Principal Engineer (Threat & Vulnerability Management)

TL;DR

Principal Engineer (Cybersecurity): Overseeing threat intelligence, vulnerability management, and penetration testing within a regulated financial environment with an accent on risk oversight and control effectiveness. Focus on challenging 1st line security operations, performing deep-dive penetration tests, and ensuring alignment with regulatory standards like FCA and GDPR.

Location: Hybrid (London - 3 days per week onsite)
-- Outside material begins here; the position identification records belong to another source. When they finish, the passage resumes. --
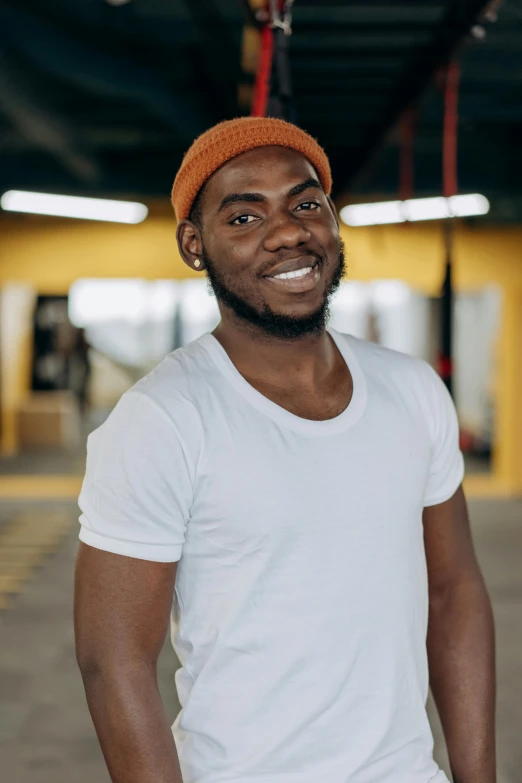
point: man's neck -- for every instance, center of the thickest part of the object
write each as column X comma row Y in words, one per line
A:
column 305, row 360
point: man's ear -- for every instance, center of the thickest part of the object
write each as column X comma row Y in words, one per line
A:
column 190, row 244
column 334, row 210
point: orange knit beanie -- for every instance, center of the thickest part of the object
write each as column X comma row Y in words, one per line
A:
column 232, row 137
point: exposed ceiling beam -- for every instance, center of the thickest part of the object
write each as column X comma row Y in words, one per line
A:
column 105, row 73
column 219, row 54
column 42, row 127
column 418, row 74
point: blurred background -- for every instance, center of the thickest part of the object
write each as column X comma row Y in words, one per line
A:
column 418, row 105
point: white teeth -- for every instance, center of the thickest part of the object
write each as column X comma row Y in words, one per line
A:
column 297, row 273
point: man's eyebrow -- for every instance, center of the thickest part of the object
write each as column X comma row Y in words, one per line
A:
column 309, row 183
column 233, row 198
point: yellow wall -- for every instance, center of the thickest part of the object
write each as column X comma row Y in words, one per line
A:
column 17, row 302
column 51, row 253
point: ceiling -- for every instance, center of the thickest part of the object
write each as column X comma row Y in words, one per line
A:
column 103, row 99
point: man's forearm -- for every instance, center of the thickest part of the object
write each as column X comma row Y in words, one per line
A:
column 461, row 651
column 132, row 726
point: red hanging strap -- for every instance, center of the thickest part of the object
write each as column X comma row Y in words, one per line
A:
column 264, row 69
column 450, row 134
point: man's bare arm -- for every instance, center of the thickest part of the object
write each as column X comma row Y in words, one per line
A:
column 121, row 615
column 461, row 646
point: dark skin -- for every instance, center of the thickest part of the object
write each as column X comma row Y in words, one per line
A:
column 122, row 604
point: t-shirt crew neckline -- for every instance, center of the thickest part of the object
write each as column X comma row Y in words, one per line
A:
column 351, row 414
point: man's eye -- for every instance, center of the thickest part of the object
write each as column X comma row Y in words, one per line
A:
column 309, row 205
column 242, row 220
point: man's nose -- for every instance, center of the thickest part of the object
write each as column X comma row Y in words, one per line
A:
column 285, row 230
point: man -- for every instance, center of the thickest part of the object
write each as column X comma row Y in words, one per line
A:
column 306, row 484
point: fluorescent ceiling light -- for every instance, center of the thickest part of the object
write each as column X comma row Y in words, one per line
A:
column 74, row 207
column 414, row 209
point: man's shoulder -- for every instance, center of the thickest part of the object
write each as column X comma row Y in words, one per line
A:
column 173, row 383
column 377, row 358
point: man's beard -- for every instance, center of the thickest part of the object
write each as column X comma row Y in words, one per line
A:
column 286, row 327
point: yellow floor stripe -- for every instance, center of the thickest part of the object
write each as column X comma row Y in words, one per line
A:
column 25, row 541
column 27, row 487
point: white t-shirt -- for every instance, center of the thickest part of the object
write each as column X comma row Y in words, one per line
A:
column 301, row 604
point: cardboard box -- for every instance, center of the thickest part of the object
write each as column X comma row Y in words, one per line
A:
column 49, row 420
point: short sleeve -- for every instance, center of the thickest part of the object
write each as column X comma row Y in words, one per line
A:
column 137, row 490
column 447, row 463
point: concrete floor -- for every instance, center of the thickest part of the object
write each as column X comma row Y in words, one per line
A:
column 46, row 735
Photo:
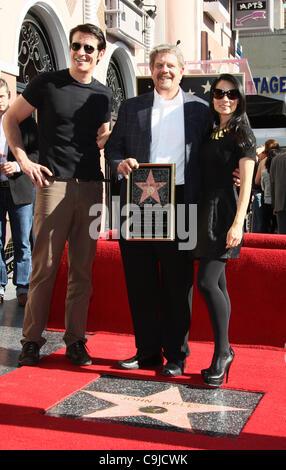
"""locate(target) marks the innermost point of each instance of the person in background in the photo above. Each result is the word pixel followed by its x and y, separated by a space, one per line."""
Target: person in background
pixel 278 189
pixel 166 125
pixel 269 218
pixel 262 178
pixel 256 225
pixel 74 112
pixel 16 200
pixel 221 212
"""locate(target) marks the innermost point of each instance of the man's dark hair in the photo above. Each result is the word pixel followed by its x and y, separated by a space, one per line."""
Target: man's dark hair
pixel 4 84
pixel 89 28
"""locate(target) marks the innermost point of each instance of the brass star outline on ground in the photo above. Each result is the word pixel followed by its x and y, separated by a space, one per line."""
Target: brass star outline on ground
pixel 150 188
pixel 166 406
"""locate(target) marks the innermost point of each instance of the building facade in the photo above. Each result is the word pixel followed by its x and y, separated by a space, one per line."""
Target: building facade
pixel 34 38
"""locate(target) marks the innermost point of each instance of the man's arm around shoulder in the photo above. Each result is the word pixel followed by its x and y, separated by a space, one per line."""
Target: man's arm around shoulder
pixel 17 112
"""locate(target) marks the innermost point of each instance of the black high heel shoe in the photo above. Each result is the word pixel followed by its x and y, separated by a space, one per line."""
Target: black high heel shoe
pixel 220 366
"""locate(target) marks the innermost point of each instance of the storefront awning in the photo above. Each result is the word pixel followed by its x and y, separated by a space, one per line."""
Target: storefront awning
pixel 265 112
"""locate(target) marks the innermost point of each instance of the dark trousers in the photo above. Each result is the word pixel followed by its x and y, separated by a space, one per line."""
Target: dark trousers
pixel 281 221
pixel 159 279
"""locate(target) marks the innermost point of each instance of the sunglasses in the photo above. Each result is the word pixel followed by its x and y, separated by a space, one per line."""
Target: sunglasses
pixel 231 94
pixel 76 46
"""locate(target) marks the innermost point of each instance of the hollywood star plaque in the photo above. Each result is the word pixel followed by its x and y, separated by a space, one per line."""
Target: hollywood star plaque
pixel 150 202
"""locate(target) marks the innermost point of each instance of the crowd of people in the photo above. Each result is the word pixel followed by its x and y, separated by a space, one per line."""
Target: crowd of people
pixel 268 188
pixel 214 150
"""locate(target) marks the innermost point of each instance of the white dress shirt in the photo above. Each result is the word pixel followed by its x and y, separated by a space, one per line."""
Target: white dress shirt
pixel 4 151
pixel 168 133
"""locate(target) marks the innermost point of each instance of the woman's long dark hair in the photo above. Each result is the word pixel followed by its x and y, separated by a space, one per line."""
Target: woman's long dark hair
pixel 239 119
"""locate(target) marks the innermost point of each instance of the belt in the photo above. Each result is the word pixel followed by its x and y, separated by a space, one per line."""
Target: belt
pixel 67 180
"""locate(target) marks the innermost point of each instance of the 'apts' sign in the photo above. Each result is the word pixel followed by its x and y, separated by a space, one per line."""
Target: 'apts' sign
pixel 250 16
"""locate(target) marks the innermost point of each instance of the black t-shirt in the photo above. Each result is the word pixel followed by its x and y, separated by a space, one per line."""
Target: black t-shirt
pixel 69 115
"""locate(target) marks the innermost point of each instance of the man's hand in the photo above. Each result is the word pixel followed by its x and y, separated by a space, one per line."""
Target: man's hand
pixel 36 172
pixel 8 168
pixel 103 134
pixel 236 177
pixel 125 166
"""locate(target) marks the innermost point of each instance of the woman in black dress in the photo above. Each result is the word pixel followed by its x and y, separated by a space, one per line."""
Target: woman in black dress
pixel 221 211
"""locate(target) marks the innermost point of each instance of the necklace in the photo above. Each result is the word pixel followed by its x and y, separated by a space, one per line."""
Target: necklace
pixel 218 133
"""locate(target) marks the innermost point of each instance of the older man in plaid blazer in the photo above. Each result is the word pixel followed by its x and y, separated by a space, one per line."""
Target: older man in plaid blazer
pixel 165 125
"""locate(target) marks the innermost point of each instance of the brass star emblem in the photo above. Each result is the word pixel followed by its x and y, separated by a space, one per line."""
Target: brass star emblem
pixel 166 406
pixel 150 188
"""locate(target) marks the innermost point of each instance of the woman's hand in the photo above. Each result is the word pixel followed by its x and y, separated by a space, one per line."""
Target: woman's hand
pixel 234 236
pixel 125 166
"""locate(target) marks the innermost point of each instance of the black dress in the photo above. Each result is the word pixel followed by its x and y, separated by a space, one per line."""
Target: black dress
pixel 217 205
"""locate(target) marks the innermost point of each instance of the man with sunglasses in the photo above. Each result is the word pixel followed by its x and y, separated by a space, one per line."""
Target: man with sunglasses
pixel 73 116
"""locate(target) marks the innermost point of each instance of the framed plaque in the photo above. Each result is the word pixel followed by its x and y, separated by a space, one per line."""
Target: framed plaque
pixel 151 202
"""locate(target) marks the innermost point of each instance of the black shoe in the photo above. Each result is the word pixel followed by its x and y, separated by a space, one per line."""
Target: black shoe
pixel 139 362
pixel 77 354
pixel 30 354
pixel 172 369
pixel 219 369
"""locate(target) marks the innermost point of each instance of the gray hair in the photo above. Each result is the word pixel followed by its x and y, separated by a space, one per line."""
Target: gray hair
pixel 171 48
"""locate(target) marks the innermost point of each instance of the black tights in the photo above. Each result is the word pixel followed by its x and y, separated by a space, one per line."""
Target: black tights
pixel 212 284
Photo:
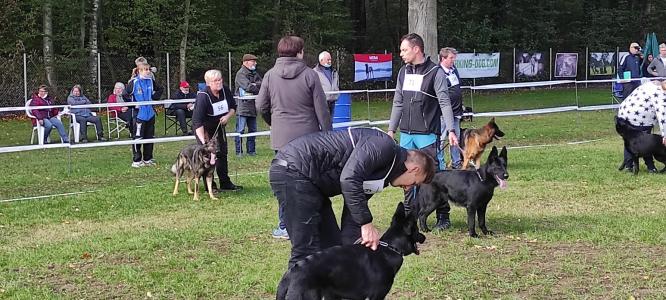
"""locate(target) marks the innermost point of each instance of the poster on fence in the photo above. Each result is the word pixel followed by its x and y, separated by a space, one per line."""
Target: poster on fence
pixel 566 64
pixel 478 65
pixel 601 63
pixel 373 67
pixel 531 66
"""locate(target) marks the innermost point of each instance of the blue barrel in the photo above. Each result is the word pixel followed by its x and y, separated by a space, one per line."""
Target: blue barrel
pixel 342 110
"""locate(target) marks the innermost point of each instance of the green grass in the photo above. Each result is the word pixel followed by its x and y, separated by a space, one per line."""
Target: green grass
pixel 569 225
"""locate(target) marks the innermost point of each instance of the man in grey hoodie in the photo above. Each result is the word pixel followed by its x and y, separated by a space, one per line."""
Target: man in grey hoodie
pixel 291 101
pixel 84 115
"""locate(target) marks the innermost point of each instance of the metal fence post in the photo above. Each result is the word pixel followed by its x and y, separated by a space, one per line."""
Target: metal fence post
pixel 231 83
pixel 25 77
pixel 99 79
pixel 168 78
Salary: £100,000 – £115,000

Company

hirify.global is a professional recruitment consultancy specializing in high-level search and placement.

What you will do

• Monitor and challenge the effectiveness of 1st line threat intelligence activities, ensuring adequate gathering and analysis.
• Oversee vulnerability management processes, including reviewing scan results, remediation timelines, and risk assessments.
• Plan and perform independent 2nd line-led or external penetration tests on critical controls and technology assets.
• Assess 1st line controls for cyber and technology risks and challenge business/IT risk decisions.
• Review and refine incident response plans and test scenarios based on emerging threat landscapes.
• Contribute to the development of cyber risk policies and frameworks to ensure alignment with FCA and GDPR.

Requirements

• Advanced degree in Cybersecurity, Information Security, Computer Science, or a related field.
• 10+ years of experience in cybersecurity, preferably within regulated financial services or fintech.
• Strong understanding of external threats, vulnerability/patch management, and penetration testing methodologies.
• Familiarity with frameworks such as NIST, ISO 27001, MITRE ATT&CK, and CIS.
• Must be based in or able to work hybrid in London (3 days per week onsite).

Nice to have

• Certifications such as CISSP, CISM, CEH, OSCP, or GIAC.

Culture & Benefits

• Competitive salary range.
• Comprehensive benefits package.
• High-impact role within a regulated fintech environment.